What else can help with itchy skin?

  • Physical stimuli such as pressure, chafing, rubbing and scratching of clothing can provoke itching. Loose fitting garments made of natural fibers are best for the skin.
  • Organic is better: Many clothes contain chemicals, and the parts produced in low-wage countries contain textile auxiliaries and dyes to which our skin can react strongly. Therefore, the following applies anyway: Always wash new clothes before wearing them! Sustainably produced clothing does not use any questionable chemical agents.
  • Use detergents without fragrances and avoid using perfumed fabric softeners
  • Stay cool: Cooling with packs can sometimes help to suppress severe itching: The cold receptors in the skin are located on the itchy nerves. If they are activated, this leads to suppression of the itching signals.
  • Remove hot spices from your diet – they make us sweat and this can also dry out the skin. Anything that stimulates the blood circulation of the skin usually leads to more itching.
  • Alcohol and nicotine should now be taboo.

Itchy scalp – what helps

It is not always lice that cause an itchy scalp. The scalp can dry out quite a bit if we maltreat it daily with fragrant shampoos in overdosed amounts and add some perfumed conditioner and hair masks. Soothing shampoos with willow bark, evening primrose, or urea. It is better to avoid anti-dandruff shampoos or shampoo for greasy hair more often. A soothing neem-oil treatment can help against itching on the head. Also: Do not blow-dry your hair too hot and do not apply styling products to the scalp.

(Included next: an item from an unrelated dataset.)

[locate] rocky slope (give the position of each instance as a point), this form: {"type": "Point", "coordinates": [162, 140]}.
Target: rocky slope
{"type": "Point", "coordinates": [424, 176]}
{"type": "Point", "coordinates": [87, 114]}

The skin becomes drier and slower

It’s mean: Unfortunately, our skin gets lazy with age. It no longer produces as much hyaluronic acid and collagen, the skin becomes drier and no longer looks as firm. The activity of the skin glands also decreases: The sebaceous glands produce less sebum and the sweat glands produce less sweat. This often results in dry, itchy skin. Our beauty routine should be adapted to our skin condition. However, not every anti-aging product is suitable for dry and itchy skin. Creams with high doses of retinol (vitamin A) can irritate and dry out the skin. Retinol in a very low dose (less than 0.1%), combined with moisturizing active ingredients, does not harm mature skin.

In winter, the skin itches more frequently

We have often heard it said: The heating air is to blame. Low humidity, as is the case in overheated or air-conditioned rooms or in cold winter weather, dries out the skin. So now it’s time for more intensive care and to incorporate more fat than moisture into the skin care routine. Evening primrose, almond and macadamia oil can be integrated drop by drop into your favorite skin care routine. Special products such as winter creams help the skin to balance cold and dry air. Particularly rough areas should be creamed several times a day (make sure that the care product does not contain mineral oil – this has a counterproductive effect, as it forms a film on the skin that prevents the exchange of moisture and thus dries out the skin surface even more).

Does the psyche also play a role?

As always, the answer is yes. People with stressful life events suffer from itching more frequently (12.2 percent) than people with many friends. A study shows that the psyche plays a role in pruritus: around 70 percent of patients also suffer from psychosomatic or psychiatric illnesses.

Just no stress

Meditation, yoga, breathing techniques that calm us down – and the power of positive thoughts: this also helps with skin diseases. Our dermis in particular interacts strongly with our psyche (the skin is known to be the mirror of the soul …). Music can also help us to find some relaxation. According to studies, this anti-stress song has been proven to help us find peace. If you can’t resist the itching, you can grab a scratch pad (a car sponge covered with chamois leather will do). This can also help children who suffer from neurodermatitis. It’s also good to do some relaxation exercises in the evening so that the itching doesn’t rob us of our sleep.